15 Per quanto riguarda la tassazione del valore locativo dell' alloggio di un dipendente europeo, va detto che questa tassazione non ha alcun nesso giuridico con gli stipendi, salari ed emolumenti versati dalle Comunità, ma che essa ha natura obiettiva in relazione ad una scelta d' investimento fatta dal dipendente stesso. La proprietà di beni immobili, infatti, come quella di altri beni, deve essere considerata un' autonoma fonte di reddito, a prescindere dalla provenienza della somma destinata al suo acquisto.
16 Si deve quindi risolvere la seconda questione dichiarando che l' art. 13, secondo comma, del Protocollo deve essere interpretato nel senso che l' imposta sul reddito, a profitto dello Stato del domicilio originario, basata sul valore locativo dell' alloggio appartenente al dipendente, trattandosi di immobili situati in un altro Stato membro e occupati da dipendenti delle Comunità, non costituisce tassazione indiretta degli stipendi, salari ed emolumenti versati dalle Comunità.

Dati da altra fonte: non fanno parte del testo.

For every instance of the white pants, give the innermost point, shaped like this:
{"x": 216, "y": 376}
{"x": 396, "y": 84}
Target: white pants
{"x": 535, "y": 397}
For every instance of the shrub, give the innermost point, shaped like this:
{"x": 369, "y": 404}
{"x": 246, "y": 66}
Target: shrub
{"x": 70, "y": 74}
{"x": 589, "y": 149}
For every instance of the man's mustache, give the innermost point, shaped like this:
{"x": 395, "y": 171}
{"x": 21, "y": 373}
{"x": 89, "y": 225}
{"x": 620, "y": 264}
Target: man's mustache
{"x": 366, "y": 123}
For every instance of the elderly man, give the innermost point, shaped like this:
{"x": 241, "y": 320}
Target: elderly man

Decisione relativa alle spese
Sulle spese
17 Le spese sostenute dai governi danese ed italiano e dalla Commissione delle Comunità europee, che hanno presentato osservazioni alla Corte, non possono dar luogo a rifusione. Nei confronti delle parti nella causa principale il presente procedimento costituisce un incidente sollevato dinanzi al giudice nazionale cui spetta quindi statuire sulle spese.
Dispositivo
Per questi motivi,
LA CORTE (Sesta Sezione),
pronunciandosi sulle questioni sottopostele dall' OEstre Landsret, con provvedimento 7 ottobre 1991, dichiara:
1) L' art. 14, primo comma, del Protocollo sui privilegi e sulle immunità delle Comunità europee dev' essere interpretato nel senso che i dipendenti delle Comunità compresi nel campo d' applicazione di questa disposizione possono essere soggetti all' imposta sul reddito, a profitto dello Stato del domicilio originario, in base al valore locativo dell' alloggio che occupano e di cui sono proprietari in un altro Stato membro.
2) L' art. 13, secondo comma, del medesimo Protocollo dev' essere interpretato nel senso che l' imposta sul reddito, a profitto dello Stato del domicilio originario, basata sul valore locativo dell' alloggio appartenente al dipendente, trattandosi di immobili situati in un altro Stato membro e occupati da dipendenti delle Comunità, non costituisce tassazione indiretta degli stipendi, salari ed emolumenti versati dalle Comunità.